The map() function is an adnvantage method of apply family functions.
1.Introducing purrr
Package purrr, fucntion map()
Advantages of the map fucntion in purrr:
- Handy shortcts for specifying .f
- More consistent than sapply(), lapply(), which makes them better for programming
- Takes much less time to solve iteration problems
All the map functions in purrr take a vector, .x, as the first argument, then return .f applied to each element of .x. The type of object that is returned is determined by function suffix (the part after _):
- map() returns a list or data frame
- map_lgl() returns a logical vector
- map_int() returns a integer vector
- map_dbl() returns a double vector
- map_chr() returns a character vector
2.Shortcuts
In R, a one-sided formula starts with a ~, followed by an R expression. In purrr’s map functions, the R expression can refer to an element of the .x argument using the . character.
map(cyl, function(df) lm(mpg ~ wt, data = df))
OR:
map(cyl, ~ lm(mpg ~ wt, data = .))
3.Dealing with failure
safely() is an adverb; it takes a verb and modifies it. That is, it takes a function as an argument and it returns a function as its output. The function that is returned is modified so it never throws an error (and never stops the rest of your computation!).
For example:
Create safe_readLines() by passing readLines() to safely()

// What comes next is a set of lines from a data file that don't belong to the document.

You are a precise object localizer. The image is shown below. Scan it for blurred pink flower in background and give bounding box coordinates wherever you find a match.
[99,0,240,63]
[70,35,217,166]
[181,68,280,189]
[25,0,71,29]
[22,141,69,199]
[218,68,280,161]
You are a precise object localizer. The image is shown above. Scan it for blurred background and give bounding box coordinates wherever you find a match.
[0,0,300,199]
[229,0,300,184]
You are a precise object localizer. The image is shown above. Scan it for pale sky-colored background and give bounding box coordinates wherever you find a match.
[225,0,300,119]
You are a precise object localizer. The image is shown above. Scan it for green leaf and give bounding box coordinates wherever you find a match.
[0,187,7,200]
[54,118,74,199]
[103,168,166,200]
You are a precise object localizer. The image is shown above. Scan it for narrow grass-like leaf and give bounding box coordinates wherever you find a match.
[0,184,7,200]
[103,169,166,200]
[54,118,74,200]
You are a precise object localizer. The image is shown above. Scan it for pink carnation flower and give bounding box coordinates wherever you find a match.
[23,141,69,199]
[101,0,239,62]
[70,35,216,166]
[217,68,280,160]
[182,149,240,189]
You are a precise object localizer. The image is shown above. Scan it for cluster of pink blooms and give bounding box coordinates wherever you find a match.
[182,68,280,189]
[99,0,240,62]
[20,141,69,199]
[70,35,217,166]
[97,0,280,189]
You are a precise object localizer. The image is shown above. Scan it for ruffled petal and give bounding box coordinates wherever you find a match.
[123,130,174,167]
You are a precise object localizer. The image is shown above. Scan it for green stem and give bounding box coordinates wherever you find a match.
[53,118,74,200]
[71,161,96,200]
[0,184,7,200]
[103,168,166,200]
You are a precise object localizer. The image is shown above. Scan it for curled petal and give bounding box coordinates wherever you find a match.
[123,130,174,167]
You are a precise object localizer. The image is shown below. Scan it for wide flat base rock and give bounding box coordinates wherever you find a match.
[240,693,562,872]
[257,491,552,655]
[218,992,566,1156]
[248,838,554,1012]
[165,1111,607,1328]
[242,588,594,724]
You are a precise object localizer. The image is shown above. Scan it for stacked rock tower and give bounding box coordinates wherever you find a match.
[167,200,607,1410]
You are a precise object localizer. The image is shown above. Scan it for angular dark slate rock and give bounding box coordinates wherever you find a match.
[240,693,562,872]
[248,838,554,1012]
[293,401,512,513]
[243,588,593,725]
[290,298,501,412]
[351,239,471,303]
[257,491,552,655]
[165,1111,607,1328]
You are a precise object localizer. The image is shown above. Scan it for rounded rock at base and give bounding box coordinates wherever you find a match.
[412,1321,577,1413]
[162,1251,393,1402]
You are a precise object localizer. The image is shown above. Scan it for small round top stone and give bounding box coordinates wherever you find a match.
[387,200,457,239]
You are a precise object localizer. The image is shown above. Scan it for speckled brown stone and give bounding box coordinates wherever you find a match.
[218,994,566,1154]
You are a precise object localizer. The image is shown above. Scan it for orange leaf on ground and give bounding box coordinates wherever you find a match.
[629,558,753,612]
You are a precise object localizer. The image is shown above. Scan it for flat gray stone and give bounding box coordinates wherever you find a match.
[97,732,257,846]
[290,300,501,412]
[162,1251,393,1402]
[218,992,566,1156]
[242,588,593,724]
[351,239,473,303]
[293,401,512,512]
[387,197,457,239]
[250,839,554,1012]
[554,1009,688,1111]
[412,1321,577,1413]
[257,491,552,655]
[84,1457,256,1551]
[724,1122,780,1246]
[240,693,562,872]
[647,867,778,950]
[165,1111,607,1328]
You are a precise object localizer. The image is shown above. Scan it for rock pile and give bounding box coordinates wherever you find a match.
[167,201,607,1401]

safe_readLines <- safely(readLines())
Call safe_readLines()
readLines(“url”)
Call safe_readLines()
safe_readLines(“url”)
4.Maps over multiple arguments
Mapping over many argumens
- map2() iterate over two arguments
- pamp() iter over many arguments
- invoke_map() iterate pver functions and arguments
pamp()
Compare the following two calls to pmap() (run them in the console and compare their output too!):
pmap(list(n, mu, sd), rnorm)
pmap(list(mu, n, sd), rnorm)
What’s the difference? By default pmap() matches the elements of the list to the arguments in the function by position. In the first case, n to the n argument of rnorm(), mu to the mean argument of rnorm(), and sd to the sd argument of rnorm(). In the second case mu gets matched to the n argument of rnorm(), which is clearly not what we intended!
pmap(list(mean = mu, n = n, sd = sd), rnorm)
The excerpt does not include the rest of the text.